LASST project receives $2.5 million from DOE to improve technology in power plants
A University of Maine research project focused on improving sensor technologies in coal-based power plants has received a $2.5 million grant from the National Energy Technology Laboratory (NETL) through the Department of Energy’s Office of Fossil Energy.
The UMaine project, “Technology Maturation of Wireless Harsh-Environment Sensors for Improved Condition-Based Monitoring,” led by Mauricio Pereira da Cunha, professor of electrical and computer engineering, and Robert Lad, professor of physics, is one of nine projects funded by NETL as part of the Advanced Combustion Systems (ACS) Program.
The goal of the program is to develop new advanced sensor instrumentation that can provide improved condition based maintenance in existing coal power plants, thus serving to reliably reduce the costs of operation and maintenance, increase efficiency and safety, and significantly reduce the pollutant emissions, according to the DOE.

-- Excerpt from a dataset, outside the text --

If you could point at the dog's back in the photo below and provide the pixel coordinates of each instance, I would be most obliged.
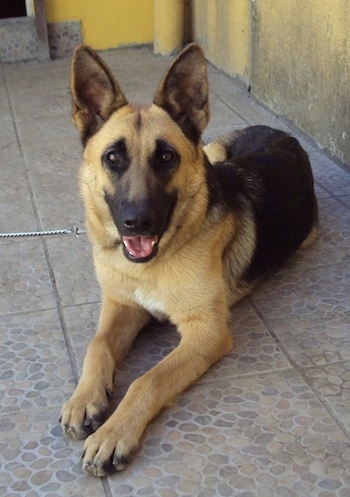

UMaine’s research, led by faculty, staff and students in the Laboratory for Surface Science and Technology (LASST), is based on wireless, battery-free surface acoustic wave sensor devices that allow measurements of temperature, as well as stress and strain, on equipment operating under harsh environments at very high temperatures (near to 1000 C/1800 F).
The technology aims to monitor temperature and equipment degradation at both the fire-side and steam-side of boilers and other critical components. The work carried out under this DOE funding will focus on technology transfer and development of new materials and packaging for wireless harsh-environment sensors applications in coal-fired power plants.
“The selection of this project as one of only nine funded nationally under the given Department of Energy program is a clear endorsement of the innovative research led by Dr. Pereira da Cunha and Dr. Lad in developing cost-effective technologies to enhance operations of existing coal power plants,” said Kody Varahramyan, vice president for research and dean of the Graduate School.